From my experiments, different geometry features contribute to the control in various ways.
- Canny edge is suitable for precisely controlling the boundary alignment. For example, the generated RGB image actually aligns with the canny edge with pixel-level accuracy. Therefore, it is important to texture the 3D model with edge control. However, rendering the edges might be problematic given stupid triangle soups in the CAD model. Occlusion boundary/sharp edge features are naturally ambiguous. My current solution is to render a normal map and directly extract canny features from the normal image, which seems to work okay.
- Normal/depth has similar behavior that guides the network to understand continuous/discontinuous regions and remove ambiguity inside regions surrounded by canny edges. Thus, such condition is valuable to use. Since depth can be rendered without a bug, we use depth rather than normal.
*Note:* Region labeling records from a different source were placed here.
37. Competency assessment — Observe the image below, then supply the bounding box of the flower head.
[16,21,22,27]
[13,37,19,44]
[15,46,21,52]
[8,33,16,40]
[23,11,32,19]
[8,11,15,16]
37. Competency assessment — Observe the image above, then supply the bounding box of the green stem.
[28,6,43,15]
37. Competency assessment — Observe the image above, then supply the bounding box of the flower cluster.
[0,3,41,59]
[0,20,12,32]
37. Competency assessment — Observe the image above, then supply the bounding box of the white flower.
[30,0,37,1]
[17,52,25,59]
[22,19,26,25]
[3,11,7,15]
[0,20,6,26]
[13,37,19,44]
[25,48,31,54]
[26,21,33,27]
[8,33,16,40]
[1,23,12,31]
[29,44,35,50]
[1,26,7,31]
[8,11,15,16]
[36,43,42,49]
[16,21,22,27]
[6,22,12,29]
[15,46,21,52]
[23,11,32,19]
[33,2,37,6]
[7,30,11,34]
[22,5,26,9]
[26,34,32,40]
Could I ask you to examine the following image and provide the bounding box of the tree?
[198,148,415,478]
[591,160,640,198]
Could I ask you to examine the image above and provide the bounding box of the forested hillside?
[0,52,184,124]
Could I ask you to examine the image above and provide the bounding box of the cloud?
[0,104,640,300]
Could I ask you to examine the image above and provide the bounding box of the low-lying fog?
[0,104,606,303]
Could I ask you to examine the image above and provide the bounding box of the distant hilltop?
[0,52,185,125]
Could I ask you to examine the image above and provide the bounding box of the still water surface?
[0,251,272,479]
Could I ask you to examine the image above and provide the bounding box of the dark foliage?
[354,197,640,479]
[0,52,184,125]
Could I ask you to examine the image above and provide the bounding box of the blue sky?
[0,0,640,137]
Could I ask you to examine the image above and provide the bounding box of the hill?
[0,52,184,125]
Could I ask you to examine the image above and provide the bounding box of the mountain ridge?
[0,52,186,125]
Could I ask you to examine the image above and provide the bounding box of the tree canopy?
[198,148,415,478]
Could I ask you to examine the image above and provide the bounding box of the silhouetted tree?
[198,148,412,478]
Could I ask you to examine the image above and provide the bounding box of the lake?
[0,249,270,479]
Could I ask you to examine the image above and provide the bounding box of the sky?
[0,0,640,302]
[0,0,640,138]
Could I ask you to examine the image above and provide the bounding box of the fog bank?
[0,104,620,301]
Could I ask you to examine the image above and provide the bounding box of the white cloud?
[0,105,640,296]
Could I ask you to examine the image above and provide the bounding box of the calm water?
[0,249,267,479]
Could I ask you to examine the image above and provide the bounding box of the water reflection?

- Other features like coordinate maps need to be retrained. However, they might provide richer information than local features like normal or edge. Therefore, it also deserves to be considered if a decent pre-trained model is available.
Working with SDS. ControlNet converges better than the standard Stable Diffusion model with SDS optimization. It is caused by additional edge features that resolve the ambiguity. However, it still loses details for inner surfaces.
On the other hand, it seems that ControlNet changes the physical meaning of $\epsilon(\mathbf{x},t,\emptyset)$ since it introduces additional controls. As a result, NFSD) does not apply to ControlNet. I plan to drop NFSD unless a good open-source version is available since a non-conditioned SD also does not work well in the 3D texturing case. ControlNet is considered in LucidDreamer, and I would like to try it.
Prompt-free Stable Diffusion
Prompt-free diffuser can be viewed as replacing the text prompt with an image prompt in controlnet. However, it works pretty bad.